Since reputation systems became the primary method of spam filtering, the focus was more on IP address reputation and less on domain reputation. Now, IP address reputation is less important for inbox placement than domain reputation and message content.
With the advent of IPv6, it is possible for every electronic device in the world to have its own IP address. Because so many IP addresses are available, spammers can afford to waste them. ISPs cannot rely only on blocking IP addresses to protect their networks. IPv4 is still the default for email but that is changing, and spam filters are adapting.

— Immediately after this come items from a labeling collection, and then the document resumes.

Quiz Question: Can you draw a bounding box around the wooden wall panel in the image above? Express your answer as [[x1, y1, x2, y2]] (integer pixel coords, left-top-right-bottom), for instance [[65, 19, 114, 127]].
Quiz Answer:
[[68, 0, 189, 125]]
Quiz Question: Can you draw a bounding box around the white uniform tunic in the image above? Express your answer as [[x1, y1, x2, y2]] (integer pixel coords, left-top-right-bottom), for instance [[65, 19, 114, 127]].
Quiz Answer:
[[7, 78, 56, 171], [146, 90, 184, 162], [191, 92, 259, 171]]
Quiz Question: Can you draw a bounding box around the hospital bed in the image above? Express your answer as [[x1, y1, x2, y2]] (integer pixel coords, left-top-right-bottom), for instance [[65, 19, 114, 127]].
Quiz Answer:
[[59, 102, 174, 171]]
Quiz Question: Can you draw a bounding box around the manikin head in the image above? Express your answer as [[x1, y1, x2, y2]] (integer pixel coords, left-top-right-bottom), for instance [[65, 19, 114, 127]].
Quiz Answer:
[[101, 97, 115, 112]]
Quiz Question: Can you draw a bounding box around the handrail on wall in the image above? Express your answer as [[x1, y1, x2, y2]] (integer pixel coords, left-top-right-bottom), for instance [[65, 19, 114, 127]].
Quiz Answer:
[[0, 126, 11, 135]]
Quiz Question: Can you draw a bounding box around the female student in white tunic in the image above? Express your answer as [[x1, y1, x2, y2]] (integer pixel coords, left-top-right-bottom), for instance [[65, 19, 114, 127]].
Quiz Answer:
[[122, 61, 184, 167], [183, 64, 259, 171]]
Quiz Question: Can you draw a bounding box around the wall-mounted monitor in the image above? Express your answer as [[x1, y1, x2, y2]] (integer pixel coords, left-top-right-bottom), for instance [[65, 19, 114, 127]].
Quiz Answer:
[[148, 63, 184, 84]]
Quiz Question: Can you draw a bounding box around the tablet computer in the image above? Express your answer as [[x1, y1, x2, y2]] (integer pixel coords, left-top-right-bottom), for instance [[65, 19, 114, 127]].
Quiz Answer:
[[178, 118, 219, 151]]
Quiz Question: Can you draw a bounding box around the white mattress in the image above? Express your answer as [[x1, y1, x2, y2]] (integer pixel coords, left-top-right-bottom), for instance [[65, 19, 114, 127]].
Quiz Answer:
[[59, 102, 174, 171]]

Technology improvements progressed from simple IP reputation engines to ISPs and filter vendors that collect more metrics about email than ever before. Technologies like DKIM, SPF, and DMARC now make it possible to trust more data. Trusted data is used for reputation decisions and for spam filtering.
What to focus on
IP reputation is still critically important but is focused on the moment when the email is offered for delivery. When the mail is accepted, the rest of the reputational blend is used to determine whether the email is placed in the inbox or in the spam folder. The reputational blend includes domain reputation, content (including links and images), and customer interaction with the email.
Today, email marketers should focus on engagement at least as much as on IP address reputation. Authentication must be in place and correct. When that is done, focus on creating and maintaining a well-segmented database and an interested, engaged audience that interacts positively with marketing email. The more effective the email that is delivered, the better deliverability gets.